The researchers envision utility companies and policymakers using WattScale to identify inefficient buildings within a cohort and assessing the impact of various subsidies on energy consumption. Even homeowners can benefit from the tool, the researchers assert, because of its ability to compare a home’s efficiency to any region when combined with geolocation data.

“Since WattScale uses coarse-grained daily and annual energy consumption to create distribution for a building and region, respectively, we see enormous potential in applying our data-driven approach for various energy-efficiency related analytics,” the researchers wrote. “We intend to deliver individual inefficiency report generated from WattScale to the different homeowners. These nudges can be used to motivate and incentivize homeowners towards energy efficiency measures.”

In the future, the team plans to augment WattScale with satellite data and building occupancy patterns. In addition, they hope to investigate how the tool might be used to track energy savings throughout the day and seasons and quantify the effectiveness of retrofits in homes.

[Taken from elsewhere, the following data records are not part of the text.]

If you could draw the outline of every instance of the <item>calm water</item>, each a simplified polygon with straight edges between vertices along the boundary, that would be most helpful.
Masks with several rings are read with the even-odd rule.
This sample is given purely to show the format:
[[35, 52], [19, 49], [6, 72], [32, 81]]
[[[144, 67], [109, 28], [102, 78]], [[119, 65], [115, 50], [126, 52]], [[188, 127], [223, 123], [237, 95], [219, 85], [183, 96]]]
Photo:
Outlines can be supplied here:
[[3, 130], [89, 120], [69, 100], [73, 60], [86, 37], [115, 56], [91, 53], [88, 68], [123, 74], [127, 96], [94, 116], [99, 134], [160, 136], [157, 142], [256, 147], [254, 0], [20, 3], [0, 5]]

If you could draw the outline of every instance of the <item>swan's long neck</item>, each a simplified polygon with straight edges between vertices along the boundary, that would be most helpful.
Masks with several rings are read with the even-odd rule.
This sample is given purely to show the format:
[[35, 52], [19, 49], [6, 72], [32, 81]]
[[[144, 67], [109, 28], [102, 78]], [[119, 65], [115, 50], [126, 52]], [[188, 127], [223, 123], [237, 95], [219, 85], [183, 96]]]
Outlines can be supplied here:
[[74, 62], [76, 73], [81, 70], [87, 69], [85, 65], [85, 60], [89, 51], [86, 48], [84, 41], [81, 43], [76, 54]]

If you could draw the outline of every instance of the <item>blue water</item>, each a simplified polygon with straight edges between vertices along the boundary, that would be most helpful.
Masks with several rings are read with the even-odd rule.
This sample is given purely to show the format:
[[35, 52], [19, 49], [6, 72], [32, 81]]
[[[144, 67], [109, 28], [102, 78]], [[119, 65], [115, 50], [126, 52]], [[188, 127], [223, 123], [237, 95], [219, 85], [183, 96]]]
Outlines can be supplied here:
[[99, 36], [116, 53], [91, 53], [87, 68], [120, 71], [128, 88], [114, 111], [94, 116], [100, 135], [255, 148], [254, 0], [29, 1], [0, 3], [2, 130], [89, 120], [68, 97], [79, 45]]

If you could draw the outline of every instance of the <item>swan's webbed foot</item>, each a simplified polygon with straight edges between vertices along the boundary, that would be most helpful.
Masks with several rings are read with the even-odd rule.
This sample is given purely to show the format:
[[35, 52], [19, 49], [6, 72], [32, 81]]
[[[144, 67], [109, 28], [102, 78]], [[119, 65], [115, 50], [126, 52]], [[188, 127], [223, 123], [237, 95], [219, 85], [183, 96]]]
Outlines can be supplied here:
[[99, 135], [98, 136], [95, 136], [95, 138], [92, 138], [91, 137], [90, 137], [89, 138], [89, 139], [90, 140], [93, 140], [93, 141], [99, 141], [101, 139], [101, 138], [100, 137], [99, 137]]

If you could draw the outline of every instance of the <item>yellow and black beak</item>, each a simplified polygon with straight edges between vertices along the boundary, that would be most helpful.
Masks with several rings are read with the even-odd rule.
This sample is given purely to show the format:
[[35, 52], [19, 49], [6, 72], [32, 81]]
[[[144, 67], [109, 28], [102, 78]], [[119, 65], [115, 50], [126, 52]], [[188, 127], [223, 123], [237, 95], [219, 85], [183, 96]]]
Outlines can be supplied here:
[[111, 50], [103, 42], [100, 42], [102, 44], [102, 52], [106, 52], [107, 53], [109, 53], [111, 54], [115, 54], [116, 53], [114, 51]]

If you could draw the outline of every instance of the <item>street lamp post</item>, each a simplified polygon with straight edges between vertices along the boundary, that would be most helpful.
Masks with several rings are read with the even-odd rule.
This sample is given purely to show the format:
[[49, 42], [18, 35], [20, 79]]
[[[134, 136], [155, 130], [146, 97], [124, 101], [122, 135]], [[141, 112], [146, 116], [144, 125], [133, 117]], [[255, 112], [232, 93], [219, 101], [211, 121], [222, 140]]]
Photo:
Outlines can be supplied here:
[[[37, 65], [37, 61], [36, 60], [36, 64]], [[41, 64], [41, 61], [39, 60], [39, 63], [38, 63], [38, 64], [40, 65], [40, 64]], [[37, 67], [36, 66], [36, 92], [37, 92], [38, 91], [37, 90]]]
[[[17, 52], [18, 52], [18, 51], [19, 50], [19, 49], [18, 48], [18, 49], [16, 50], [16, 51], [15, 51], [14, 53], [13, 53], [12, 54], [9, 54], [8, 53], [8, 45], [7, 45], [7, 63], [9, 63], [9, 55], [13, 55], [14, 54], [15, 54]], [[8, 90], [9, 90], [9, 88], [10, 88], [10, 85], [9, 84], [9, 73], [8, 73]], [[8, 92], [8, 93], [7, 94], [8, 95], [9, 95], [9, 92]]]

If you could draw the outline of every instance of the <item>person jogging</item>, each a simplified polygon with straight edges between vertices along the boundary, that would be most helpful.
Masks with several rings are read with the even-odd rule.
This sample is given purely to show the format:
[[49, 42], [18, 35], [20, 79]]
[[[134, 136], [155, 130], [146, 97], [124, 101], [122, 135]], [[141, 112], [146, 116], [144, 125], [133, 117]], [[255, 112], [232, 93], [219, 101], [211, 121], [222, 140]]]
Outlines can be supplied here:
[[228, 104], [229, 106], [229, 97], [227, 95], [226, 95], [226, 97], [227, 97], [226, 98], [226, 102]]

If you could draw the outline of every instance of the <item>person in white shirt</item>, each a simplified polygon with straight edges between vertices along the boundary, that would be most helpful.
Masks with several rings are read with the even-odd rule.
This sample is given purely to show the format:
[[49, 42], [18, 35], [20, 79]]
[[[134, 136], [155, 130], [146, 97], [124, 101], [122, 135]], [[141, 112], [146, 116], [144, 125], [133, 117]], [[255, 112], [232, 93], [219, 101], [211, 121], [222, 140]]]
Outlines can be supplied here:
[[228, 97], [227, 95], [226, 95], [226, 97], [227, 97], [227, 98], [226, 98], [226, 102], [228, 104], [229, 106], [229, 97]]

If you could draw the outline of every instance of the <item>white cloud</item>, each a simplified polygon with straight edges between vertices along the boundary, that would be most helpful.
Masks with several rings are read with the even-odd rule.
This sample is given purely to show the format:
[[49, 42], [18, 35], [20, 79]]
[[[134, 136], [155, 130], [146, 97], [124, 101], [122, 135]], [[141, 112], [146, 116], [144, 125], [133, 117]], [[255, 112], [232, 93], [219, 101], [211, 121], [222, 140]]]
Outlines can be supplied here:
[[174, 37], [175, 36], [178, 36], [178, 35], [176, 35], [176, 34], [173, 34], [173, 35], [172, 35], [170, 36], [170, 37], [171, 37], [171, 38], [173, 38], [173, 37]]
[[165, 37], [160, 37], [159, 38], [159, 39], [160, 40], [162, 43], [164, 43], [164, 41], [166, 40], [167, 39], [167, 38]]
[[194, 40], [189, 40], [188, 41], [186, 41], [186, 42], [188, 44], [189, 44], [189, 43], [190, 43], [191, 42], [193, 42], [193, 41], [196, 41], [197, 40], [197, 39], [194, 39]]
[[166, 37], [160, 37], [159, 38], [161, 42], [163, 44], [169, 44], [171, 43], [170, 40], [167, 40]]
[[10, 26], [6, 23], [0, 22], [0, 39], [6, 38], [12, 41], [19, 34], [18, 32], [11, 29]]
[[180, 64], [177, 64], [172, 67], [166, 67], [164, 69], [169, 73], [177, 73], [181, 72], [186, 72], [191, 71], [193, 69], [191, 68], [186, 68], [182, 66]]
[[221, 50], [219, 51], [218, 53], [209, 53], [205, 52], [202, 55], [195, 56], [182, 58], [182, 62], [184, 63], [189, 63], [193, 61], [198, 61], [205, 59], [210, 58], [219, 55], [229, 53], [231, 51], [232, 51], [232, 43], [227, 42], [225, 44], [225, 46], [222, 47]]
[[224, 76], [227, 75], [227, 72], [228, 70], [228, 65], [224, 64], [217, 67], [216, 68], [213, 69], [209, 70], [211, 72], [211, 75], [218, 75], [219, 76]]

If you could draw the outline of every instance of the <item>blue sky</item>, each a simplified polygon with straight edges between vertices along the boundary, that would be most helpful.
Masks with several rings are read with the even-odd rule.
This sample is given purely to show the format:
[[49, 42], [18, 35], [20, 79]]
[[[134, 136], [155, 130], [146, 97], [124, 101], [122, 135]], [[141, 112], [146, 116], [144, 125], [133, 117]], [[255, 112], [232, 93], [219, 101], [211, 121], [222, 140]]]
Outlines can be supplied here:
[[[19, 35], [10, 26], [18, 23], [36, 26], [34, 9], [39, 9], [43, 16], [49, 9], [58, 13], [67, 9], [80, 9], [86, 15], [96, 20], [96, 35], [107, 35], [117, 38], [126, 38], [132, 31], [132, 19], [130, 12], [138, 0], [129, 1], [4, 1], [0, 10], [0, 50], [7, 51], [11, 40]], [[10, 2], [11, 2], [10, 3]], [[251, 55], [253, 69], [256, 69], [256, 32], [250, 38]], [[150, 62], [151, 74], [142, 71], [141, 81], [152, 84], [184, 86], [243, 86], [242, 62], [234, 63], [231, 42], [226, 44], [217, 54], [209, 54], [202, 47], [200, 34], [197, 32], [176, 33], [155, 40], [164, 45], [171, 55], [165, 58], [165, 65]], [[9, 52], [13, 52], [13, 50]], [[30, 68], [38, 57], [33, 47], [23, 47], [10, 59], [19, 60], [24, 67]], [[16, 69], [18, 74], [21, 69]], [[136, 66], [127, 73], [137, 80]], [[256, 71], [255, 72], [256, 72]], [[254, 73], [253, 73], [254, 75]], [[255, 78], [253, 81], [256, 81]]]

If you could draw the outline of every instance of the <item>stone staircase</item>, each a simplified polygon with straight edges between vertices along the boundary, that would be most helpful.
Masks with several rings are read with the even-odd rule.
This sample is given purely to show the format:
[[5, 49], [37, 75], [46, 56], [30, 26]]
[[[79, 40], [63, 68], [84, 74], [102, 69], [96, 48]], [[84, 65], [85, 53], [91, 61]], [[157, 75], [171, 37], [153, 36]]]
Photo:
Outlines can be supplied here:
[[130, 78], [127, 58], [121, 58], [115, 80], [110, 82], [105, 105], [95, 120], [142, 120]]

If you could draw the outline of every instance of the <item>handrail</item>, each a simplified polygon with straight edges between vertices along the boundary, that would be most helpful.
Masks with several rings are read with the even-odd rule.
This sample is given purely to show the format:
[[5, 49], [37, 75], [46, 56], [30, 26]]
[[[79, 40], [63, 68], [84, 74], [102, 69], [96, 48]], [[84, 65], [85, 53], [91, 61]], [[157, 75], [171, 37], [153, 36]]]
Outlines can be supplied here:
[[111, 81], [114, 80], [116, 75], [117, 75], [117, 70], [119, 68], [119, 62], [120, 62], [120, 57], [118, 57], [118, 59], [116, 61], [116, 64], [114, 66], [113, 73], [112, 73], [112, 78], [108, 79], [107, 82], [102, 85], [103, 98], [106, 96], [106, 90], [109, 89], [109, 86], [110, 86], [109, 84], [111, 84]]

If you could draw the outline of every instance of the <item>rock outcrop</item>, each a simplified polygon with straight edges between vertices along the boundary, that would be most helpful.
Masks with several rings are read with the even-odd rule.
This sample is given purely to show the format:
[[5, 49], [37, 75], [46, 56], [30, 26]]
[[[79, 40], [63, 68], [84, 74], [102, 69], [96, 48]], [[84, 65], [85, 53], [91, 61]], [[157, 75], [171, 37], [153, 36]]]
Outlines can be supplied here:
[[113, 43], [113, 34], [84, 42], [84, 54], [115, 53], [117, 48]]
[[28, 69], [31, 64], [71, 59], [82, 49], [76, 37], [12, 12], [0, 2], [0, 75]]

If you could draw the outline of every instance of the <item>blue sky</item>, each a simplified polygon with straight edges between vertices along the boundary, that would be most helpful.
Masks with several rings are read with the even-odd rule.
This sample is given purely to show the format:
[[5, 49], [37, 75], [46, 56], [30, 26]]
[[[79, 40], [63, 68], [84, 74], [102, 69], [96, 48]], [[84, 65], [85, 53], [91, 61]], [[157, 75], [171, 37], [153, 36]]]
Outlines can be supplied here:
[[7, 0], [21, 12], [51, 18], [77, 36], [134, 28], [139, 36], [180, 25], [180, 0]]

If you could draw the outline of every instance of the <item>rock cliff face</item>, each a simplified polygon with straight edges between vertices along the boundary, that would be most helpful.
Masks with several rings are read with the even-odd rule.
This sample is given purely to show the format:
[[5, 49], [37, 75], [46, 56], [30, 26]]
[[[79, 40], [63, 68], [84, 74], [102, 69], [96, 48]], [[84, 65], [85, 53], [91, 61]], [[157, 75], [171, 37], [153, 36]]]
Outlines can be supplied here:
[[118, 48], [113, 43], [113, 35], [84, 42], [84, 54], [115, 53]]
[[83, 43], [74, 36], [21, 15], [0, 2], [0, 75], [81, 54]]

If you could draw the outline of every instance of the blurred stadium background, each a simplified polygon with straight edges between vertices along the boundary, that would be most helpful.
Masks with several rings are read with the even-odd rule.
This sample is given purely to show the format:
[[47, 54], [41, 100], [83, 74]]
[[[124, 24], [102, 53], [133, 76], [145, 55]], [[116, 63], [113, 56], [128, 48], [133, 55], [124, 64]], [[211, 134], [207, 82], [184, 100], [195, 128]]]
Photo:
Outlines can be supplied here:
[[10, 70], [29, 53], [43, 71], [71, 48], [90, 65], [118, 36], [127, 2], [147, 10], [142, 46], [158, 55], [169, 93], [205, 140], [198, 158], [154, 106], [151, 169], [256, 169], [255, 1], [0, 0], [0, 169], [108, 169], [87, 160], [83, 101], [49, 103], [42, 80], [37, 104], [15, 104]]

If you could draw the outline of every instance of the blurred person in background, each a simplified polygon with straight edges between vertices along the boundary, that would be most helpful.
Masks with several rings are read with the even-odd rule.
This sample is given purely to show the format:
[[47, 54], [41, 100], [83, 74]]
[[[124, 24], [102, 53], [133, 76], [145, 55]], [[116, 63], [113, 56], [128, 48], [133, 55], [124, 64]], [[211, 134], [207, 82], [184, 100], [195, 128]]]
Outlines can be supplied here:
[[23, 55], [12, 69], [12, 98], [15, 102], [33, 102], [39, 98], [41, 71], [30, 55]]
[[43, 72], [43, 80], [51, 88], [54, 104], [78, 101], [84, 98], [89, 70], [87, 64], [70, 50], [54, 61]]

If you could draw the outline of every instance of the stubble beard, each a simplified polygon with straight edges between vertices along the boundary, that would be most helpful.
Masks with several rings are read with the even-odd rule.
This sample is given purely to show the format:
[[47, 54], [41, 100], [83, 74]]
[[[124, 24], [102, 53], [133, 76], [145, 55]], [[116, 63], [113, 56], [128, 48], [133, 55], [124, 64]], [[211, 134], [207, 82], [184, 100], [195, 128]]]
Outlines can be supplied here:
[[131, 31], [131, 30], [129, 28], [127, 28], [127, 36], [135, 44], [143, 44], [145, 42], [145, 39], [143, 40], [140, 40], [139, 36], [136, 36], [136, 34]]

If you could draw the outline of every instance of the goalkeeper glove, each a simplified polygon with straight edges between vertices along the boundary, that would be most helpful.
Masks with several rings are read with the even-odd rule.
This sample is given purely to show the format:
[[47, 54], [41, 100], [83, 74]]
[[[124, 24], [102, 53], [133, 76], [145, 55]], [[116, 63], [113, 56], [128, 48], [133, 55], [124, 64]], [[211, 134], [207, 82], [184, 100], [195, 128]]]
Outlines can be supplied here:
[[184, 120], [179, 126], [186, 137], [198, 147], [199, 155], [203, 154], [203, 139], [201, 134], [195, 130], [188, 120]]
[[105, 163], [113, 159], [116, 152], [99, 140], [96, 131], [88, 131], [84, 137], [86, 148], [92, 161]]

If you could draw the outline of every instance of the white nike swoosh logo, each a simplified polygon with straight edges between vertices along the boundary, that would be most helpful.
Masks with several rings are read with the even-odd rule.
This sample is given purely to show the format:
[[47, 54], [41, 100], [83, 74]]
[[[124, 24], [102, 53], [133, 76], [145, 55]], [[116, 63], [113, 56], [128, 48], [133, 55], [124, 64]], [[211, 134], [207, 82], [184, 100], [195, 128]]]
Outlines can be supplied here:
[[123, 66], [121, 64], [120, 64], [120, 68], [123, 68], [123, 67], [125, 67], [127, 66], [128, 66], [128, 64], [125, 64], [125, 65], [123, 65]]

The paper detailing WattScale — which builds upon the researchers’ earlier inefficiency-detecting system, WattHome — follows a proposed AI model that uses smartphone location data to predict power grid usage. In a preprint study published in June, Microsoft and the University of Washington researchers detailed a system that uses smartphone location data to forecast electrical load. They claimed their architecture, which takes into account data from geographical regions both within the U.S. and Europe, can outperform conventional forecasting methods by more than three times.